The ship's computer is unable to determine the cause, but Viktor realizes they are miraculously unharmed and begins to decelerate. A transmission from a much-older Filatov reveals that 27 years have passed on Earth. He speculates that they may have entered a tachyon spiral or subspace. Next, the crew sees their former classmate Milka Okorokova, now a grown radio astronomer, who reveals that she sent Viktor the mysterious note years ago. She is now married with two children, and confirms that distress signals are still coming from Alpha Cassiopeia. Lobanov regrets his rash decisions and expresses a desire to return to Earth, but Viktor explains that this is no longer possible, and Lobanov is accepted as the seventh crew member of the mission.
== Cast ==
- Innokenty Smoktunovsky as S.S.E. (Special Service Executive)
- Vasili Merkuryev as academician Blagovidov
- Lev Durov as academician Filatov
- Yuri Medvedev as academician Ogon-Duganovsky
- Pyotr Merkuryev as academician Kurochkin

=== Spaceship ZARYa crew ===
- Mikhail Yershov as Victor Sereda, spaceship commander
- Aleksandr Grigoryev as Pavel Kozelkov
- Vladimir Savin as Mikhail Kopanygin
- Vladimir Basov Jr. as Feodor Lobanov
- Olga Bityukova as Varvara Kuteishchikova
- Nadezhda Ovcharova as Yulia Sorokina
- Irina Popova as Katya Panfyorova

=== Other cast ===
- Anatoly Adoskin
- Natalya Fateyeva
- Nikolai Figurovsky
- Artyom Karapetyan
- Valentina Kutsenko
- Sergei Radchenko
- Raisa Ryazanova
- Nadezhda Semyontsova
- Natalya Strizhenova
- Anna Viktorova
- Nikolai Viktorov
- Mikhail Yanushkevich

==Filming==
Initially, there was a single script, without dividing into two films, but when the amount of footage exceeded the standard timekeeping of a Soviet film, permission was obtained from the Goskino USSR to shoot two: "Moscow—Cassiopeia" and "Teens in the Universe". This did not affect the filming schedule, and as a result in the second film in some episodes the characters look younger than in the first one. Cosmonaut Georgy Beregovoy was a consultant for the film.

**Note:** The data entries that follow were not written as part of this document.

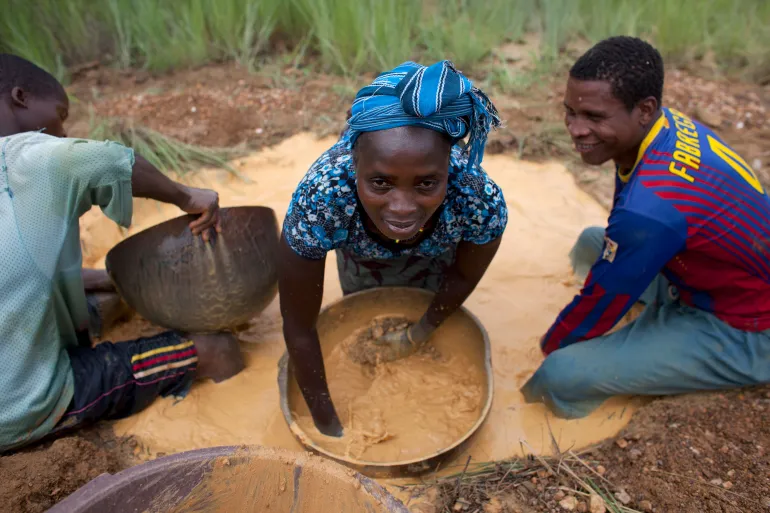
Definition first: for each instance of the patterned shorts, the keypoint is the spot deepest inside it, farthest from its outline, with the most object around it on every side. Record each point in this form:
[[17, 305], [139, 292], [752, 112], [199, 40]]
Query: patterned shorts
[[113, 381]]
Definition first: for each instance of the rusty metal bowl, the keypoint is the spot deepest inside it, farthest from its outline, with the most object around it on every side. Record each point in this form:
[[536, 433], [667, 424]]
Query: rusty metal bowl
[[334, 326], [178, 281]]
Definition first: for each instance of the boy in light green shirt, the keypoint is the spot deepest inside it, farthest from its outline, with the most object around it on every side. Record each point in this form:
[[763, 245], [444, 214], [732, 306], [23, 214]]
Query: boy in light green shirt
[[48, 380]]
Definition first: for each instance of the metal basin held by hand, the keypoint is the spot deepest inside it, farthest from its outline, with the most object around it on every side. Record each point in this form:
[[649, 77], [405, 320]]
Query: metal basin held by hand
[[180, 282]]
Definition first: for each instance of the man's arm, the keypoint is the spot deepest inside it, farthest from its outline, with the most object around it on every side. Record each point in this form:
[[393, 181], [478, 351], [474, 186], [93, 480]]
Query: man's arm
[[300, 284], [637, 247]]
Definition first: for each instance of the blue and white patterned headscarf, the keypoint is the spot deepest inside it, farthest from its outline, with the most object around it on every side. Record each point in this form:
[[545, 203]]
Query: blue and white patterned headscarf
[[437, 97]]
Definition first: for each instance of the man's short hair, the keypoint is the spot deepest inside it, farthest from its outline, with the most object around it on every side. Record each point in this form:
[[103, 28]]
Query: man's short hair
[[632, 66]]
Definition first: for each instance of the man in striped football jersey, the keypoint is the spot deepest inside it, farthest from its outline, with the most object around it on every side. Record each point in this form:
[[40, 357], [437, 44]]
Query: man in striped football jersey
[[688, 236]]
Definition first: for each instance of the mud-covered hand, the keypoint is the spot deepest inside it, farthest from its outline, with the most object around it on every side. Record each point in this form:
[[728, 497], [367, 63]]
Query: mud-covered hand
[[206, 203], [404, 342]]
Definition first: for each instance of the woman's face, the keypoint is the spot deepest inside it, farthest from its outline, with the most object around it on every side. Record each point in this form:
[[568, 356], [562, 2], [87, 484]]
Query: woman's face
[[401, 177]]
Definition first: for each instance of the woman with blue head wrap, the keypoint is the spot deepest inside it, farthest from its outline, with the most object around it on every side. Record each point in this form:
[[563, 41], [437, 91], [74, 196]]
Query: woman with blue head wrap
[[401, 203]]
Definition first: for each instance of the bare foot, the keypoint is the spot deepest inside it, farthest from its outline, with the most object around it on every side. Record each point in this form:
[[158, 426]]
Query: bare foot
[[219, 356], [110, 309]]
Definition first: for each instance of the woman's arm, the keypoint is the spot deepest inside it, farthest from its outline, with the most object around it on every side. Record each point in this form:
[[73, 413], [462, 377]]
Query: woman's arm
[[300, 284], [471, 262]]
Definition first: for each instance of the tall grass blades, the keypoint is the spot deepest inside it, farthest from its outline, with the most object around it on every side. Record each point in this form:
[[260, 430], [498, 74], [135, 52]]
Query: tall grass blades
[[355, 36]]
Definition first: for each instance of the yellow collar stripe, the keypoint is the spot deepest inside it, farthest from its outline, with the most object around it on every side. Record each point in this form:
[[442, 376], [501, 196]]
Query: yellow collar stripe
[[651, 135]]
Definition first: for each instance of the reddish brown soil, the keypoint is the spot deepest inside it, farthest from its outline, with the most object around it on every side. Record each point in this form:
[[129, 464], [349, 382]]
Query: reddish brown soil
[[676, 447]]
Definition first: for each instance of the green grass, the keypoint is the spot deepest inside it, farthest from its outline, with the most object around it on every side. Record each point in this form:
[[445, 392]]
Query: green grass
[[165, 153], [355, 36]]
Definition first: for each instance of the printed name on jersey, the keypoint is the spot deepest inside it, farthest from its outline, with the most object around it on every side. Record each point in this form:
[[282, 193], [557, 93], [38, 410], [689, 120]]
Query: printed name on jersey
[[610, 249], [688, 153]]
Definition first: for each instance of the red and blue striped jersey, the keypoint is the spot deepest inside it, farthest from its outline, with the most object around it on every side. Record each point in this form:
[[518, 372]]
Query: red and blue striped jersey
[[692, 209]]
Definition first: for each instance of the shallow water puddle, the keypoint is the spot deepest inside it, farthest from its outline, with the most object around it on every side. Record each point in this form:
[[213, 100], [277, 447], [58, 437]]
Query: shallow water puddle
[[524, 289]]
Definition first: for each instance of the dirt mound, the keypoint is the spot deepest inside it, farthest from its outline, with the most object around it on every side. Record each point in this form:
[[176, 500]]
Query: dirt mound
[[35, 480], [700, 453]]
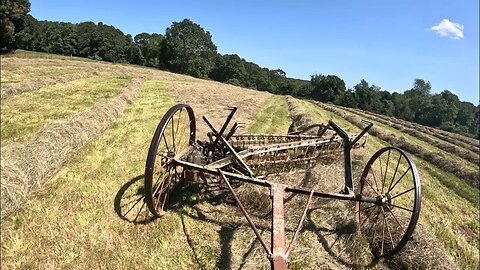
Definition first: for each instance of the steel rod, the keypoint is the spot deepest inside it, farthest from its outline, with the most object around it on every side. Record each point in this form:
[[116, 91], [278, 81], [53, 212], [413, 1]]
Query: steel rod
[[300, 224], [245, 213]]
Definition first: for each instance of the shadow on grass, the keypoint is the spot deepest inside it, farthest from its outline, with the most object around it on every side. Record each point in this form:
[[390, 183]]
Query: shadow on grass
[[130, 206]]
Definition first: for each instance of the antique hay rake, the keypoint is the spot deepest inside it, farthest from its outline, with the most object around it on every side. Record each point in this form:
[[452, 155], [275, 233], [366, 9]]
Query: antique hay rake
[[387, 204]]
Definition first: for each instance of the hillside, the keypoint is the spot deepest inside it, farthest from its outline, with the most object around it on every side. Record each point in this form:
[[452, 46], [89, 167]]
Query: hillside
[[75, 134]]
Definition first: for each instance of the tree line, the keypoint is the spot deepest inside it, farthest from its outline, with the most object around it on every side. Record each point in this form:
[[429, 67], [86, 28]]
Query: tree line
[[187, 48]]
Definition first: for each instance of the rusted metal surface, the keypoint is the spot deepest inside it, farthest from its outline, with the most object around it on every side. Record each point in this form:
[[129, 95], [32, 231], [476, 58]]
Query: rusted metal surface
[[252, 158], [279, 257]]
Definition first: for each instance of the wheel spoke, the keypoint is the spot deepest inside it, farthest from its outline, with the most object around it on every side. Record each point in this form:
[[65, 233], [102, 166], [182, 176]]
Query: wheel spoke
[[373, 223], [386, 170], [166, 193], [173, 136], [166, 144], [369, 214], [400, 207], [139, 211], [374, 177], [388, 228], [383, 230], [393, 215], [388, 191], [136, 202], [400, 194], [381, 173], [368, 183], [395, 173], [365, 208]]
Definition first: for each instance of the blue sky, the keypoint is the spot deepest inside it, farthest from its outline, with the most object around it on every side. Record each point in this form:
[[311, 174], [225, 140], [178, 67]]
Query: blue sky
[[387, 43]]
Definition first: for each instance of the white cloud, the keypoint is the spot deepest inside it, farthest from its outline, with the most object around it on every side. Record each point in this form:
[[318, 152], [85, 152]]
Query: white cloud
[[447, 28]]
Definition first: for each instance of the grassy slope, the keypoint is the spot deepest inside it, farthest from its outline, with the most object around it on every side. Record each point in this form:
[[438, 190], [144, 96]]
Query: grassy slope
[[272, 118], [24, 114], [453, 218], [89, 233]]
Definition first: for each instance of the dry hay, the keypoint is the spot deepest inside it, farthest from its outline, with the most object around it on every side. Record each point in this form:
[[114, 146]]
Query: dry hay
[[68, 72], [300, 119], [466, 142], [336, 228], [211, 99], [447, 164], [25, 166], [449, 147], [9, 89]]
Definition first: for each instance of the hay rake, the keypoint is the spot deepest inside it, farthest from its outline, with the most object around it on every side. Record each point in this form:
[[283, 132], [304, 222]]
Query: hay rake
[[387, 204]]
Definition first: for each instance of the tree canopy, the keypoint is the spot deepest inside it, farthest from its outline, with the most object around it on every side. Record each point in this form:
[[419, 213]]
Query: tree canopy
[[12, 16], [187, 48]]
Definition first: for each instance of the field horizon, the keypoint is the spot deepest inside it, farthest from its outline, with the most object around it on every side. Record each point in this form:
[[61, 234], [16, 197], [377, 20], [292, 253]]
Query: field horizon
[[75, 135]]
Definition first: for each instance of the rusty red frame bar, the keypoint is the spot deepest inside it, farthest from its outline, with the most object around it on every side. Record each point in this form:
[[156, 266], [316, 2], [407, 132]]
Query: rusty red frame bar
[[278, 253]]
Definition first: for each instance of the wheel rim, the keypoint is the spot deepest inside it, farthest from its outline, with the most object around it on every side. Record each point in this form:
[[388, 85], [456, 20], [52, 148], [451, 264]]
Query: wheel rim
[[163, 177], [392, 178]]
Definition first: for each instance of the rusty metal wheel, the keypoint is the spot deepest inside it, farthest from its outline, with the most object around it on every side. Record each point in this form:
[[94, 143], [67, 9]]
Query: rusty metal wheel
[[392, 178], [174, 133]]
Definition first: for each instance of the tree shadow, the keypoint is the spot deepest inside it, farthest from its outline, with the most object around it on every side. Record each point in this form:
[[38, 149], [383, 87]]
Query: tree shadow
[[344, 230]]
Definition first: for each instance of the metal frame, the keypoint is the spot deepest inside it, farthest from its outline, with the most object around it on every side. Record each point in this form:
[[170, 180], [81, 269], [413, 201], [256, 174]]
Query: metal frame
[[230, 156], [278, 252]]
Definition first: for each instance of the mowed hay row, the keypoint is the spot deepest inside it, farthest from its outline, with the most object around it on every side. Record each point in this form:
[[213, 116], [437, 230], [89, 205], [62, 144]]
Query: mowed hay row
[[300, 118], [108, 173], [25, 166], [213, 99], [471, 145], [333, 223], [449, 147], [24, 114], [21, 75], [10, 88], [470, 176], [460, 140]]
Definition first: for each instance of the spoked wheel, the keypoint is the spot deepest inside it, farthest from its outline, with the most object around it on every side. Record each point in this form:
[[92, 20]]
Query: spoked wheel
[[174, 134], [392, 179]]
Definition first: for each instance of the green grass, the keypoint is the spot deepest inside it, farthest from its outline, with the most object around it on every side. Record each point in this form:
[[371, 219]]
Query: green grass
[[24, 114], [72, 224], [273, 118], [448, 204], [33, 55], [35, 73]]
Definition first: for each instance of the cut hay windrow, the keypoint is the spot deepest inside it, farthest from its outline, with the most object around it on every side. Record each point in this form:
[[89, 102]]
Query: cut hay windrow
[[9, 89], [26, 166], [449, 147], [447, 164], [456, 139], [300, 118], [424, 250], [460, 140]]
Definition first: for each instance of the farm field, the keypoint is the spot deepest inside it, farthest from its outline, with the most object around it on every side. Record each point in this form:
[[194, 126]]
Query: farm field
[[89, 212]]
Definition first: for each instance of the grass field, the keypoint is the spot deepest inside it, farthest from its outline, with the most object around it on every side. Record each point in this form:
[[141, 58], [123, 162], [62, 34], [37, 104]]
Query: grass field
[[91, 214], [450, 207], [25, 113]]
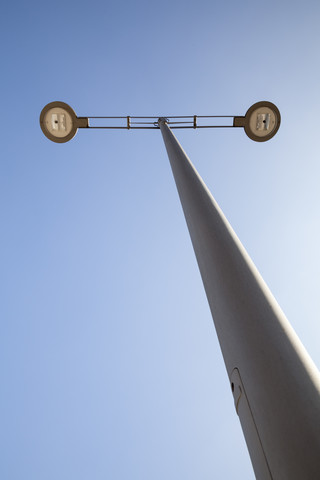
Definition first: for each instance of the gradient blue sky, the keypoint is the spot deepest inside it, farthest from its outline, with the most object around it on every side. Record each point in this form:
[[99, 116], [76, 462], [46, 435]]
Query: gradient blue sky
[[110, 365]]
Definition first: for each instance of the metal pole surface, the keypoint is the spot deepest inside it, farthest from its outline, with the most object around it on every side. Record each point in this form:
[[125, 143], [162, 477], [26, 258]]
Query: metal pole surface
[[275, 384]]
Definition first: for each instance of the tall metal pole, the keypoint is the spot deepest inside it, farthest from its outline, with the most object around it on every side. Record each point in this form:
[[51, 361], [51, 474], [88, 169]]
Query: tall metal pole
[[275, 384]]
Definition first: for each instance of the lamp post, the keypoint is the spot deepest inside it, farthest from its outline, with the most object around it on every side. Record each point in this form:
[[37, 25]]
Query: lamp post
[[275, 385]]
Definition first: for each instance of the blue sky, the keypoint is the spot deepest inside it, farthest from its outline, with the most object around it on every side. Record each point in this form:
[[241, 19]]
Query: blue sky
[[110, 365]]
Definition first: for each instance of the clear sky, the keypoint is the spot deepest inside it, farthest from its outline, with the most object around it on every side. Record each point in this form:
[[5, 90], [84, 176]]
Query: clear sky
[[110, 365]]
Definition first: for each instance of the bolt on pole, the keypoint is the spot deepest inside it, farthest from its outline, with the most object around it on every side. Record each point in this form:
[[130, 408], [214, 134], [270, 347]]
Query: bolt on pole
[[275, 384]]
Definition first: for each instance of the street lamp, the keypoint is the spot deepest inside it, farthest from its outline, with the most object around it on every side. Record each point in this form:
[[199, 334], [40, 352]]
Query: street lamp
[[274, 383], [60, 123]]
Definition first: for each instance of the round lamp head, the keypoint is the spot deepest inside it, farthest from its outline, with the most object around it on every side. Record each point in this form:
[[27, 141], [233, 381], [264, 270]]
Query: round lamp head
[[262, 121], [58, 122]]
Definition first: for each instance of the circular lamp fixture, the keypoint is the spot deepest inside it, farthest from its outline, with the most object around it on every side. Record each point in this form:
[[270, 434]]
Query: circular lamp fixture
[[58, 122], [262, 121]]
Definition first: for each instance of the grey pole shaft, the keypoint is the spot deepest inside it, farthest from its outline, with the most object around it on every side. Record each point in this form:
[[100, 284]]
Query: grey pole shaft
[[275, 384]]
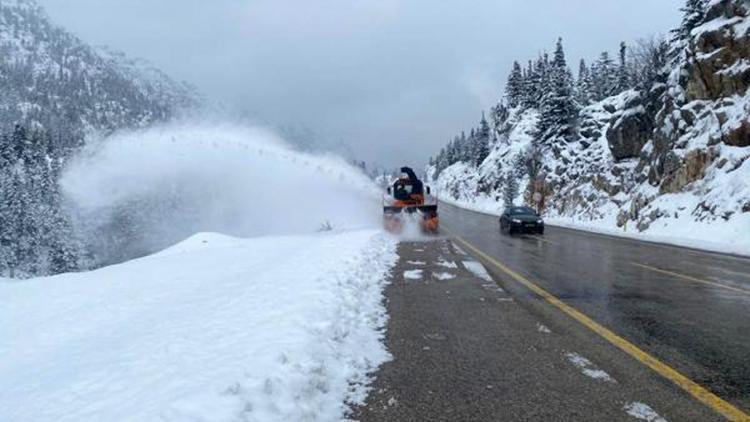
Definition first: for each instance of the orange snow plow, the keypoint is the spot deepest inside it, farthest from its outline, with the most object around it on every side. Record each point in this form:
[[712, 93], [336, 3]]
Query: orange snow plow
[[409, 200]]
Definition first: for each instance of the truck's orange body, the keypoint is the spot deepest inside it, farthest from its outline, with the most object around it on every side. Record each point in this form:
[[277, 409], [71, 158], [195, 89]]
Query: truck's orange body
[[407, 199]]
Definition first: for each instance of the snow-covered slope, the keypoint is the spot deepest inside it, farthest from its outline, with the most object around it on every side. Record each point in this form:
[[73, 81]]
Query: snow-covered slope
[[50, 78], [139, 191], [212, 329]]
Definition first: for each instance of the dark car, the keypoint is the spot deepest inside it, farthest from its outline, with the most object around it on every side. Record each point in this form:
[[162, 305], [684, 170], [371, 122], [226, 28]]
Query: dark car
[[521, 220]]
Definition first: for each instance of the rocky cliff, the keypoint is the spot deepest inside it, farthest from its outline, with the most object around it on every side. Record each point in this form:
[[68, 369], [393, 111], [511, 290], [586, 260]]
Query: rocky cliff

The costumes for the heroes were made of metallized nylon, high boots were equipped with magnetic suction cups, and the astronauts had a "sense collector" on their chests that translated from any language of the Universe.

The weightlessness scene was shot in 4 stages with the participation of Valery Pavlotos, a design engineer at the Yalta Film Studio. The movements of each actor along their own trajectory made a strong impression on the jury of the X "UNIATEC" International competition.

==Awards==
- Prize for the Best Film for Kids of the All-Union Film Festival, Baku, 1974
- Special Prize of the International Trieste Science+Fiction Festival, Trieste, 1975
- Special Prize of the Moscow International Film Festival (in the Children's films category), Moscow, 1975
- Platero Prize of the International Film Festival of Children's and Youth Films, Gijón, 1975.
- Diploma of the Technical Contest of the Films at the UNESCO UNIATEC congress, Moscow, 1976
- Vasilyev Brothers State Prize of the RSFSR, 1977.